Details of our findings and the evidence supporting our ratings are set out in the evidence tables.

Dr Sean O’Kelly BSc MB ChB MSc DCH FRCA

Chief Inspector of Health Care

20 July 2015

During a routine inspection

Letter from the Chief Inspector of General Practice

We carried out a desk based review for Kings Medical C entre on 20 July 2016. This was to follow up on actions we asked the provider to take after our announced comprehensive inspection on 23 October 2015.

During the inspection in October 2015, we identified that the practice had not considered the need to complete a Disclosure and Barring Service check for all staff who acted as a chaperone. Some staff had not received training to undertake the role.

The practice wrote to tell us how they would make improvements and we have reviewed records they provided to show their actions had been completed.

Our key findings were;

  • Staff acting as chaperones had received appropriate training and safety checks in order to safeguard patients.

There was one area where the provider should make an improvement:

  • Review the provision for chaperone training so that staff are updated in the responsibilities of the role.

Professor Steve Field (CBE FRCP FFPH FRCGP) 

Chief Inspector of General Practice

23 October 2015

During a routine inspection

Letter from the Chief Inspector of General Practice

We carried out an announced comprehensive inspection at The Kings Medical Centre on 23 October 2015. Overall the practice is rated as good.

Our key findings across all the areas we inspected were as follows:

  • Staff understood and fulfilled their responsibilities to raise concerns and report incidents and near misses. They were analysed and areas for improvement identified.
  • The practice had an effective recruitment process and staff were suitably qualified and experienced.
  • Patients said they were treated with compassion, dignity and respect and they were involved in decisions about their care and treatment.
  • Staff were aware of relevant legislation in relation to consent including the Mental Capacity Act 2005.
  • Clinical performance was monitored regularly and performance against targets was high. All staff understood their roles and worked towards achieving the targets and objectives that had been set.
  • The practice was aware of the needs of their patient population group and tailored their services accordingly. Information about how to complain was available and easy to understand.
  • Data available to us, feedback on CQC comment cards and information received from the patients we spoke with reflected that patients were very satisfied with the services provided.
  • Patients resident in care homes received regular reviews of their care and treatment and their needs were being met.
  • The practice had a clear vision and had identified the objectives of the practice. This was monitored, regularly reviewed and discussed with staff.
  • There were high levels of staff satisfaction and staff worked as part of a cohesive unit. There was visible leadership and staff felt included and valued.

However there were areas of practice where the provider must make improvements:

  • Ensure a risk assessment is in place and / or a Disclosure and Barring Service (DBS) check has been received before any member of staff can undertake chaperone duties.
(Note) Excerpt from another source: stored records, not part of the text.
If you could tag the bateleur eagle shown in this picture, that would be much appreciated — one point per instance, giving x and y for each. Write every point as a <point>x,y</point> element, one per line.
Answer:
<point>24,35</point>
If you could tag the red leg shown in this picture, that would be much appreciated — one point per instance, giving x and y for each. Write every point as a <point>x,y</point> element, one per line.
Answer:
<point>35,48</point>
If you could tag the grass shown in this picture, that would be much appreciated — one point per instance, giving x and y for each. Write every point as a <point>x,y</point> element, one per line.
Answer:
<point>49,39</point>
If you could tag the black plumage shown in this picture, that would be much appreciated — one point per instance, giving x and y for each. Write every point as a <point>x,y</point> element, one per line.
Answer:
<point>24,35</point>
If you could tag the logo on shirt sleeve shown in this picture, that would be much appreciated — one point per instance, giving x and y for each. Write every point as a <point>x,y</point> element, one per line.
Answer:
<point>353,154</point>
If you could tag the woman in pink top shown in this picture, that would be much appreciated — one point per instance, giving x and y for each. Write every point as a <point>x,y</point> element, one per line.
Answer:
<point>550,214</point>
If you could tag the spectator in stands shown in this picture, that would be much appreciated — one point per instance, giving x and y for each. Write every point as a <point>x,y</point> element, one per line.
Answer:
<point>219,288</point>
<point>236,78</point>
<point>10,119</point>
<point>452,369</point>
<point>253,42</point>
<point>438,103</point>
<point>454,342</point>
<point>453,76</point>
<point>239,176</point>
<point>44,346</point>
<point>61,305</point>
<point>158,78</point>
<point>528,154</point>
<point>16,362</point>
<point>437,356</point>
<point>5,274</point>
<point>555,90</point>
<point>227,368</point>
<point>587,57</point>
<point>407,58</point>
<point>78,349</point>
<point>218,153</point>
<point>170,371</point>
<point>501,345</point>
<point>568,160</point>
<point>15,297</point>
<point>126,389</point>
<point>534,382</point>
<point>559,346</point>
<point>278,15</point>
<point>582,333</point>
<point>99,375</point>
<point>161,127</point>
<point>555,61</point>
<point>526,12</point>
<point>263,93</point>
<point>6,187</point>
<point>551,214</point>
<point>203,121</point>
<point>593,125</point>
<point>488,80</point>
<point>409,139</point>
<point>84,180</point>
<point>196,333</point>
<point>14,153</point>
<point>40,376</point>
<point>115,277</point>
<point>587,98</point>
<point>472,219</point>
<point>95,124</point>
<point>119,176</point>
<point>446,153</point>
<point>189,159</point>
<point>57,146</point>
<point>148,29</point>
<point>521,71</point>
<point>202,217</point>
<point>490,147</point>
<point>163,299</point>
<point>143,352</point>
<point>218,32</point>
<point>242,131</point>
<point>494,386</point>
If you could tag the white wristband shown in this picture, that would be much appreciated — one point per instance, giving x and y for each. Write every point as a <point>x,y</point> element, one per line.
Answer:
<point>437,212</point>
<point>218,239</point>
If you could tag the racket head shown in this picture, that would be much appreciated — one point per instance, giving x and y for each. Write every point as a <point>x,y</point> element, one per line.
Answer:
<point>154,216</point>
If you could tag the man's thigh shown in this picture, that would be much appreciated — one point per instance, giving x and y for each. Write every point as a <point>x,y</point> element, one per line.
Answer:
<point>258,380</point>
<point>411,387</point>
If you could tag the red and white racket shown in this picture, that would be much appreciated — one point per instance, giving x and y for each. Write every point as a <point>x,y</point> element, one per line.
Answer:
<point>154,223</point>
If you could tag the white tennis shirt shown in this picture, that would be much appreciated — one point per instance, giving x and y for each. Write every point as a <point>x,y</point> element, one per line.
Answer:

Ensure those staff that are undertaking chaperone duties have the right knowledge to carry out their role.

There were also areas where the provider should make improvements;

  • Ensure the defibrillator is regularly checked to ensure it is in working order and ready for use.
  • Improve the system for monitoring staff training to ensure that the training required and frequency is identified and followed.
  • Improve the recording of meetings that take place at the practice so that staff are involved in discussions about safety incidents and complaints where relevant. The practice should also include an audit trail to reflect that improvements identified have been actioned and by whom.
  • Provide a sharps injury policy for the information of staff and ensure they are aware of the contents.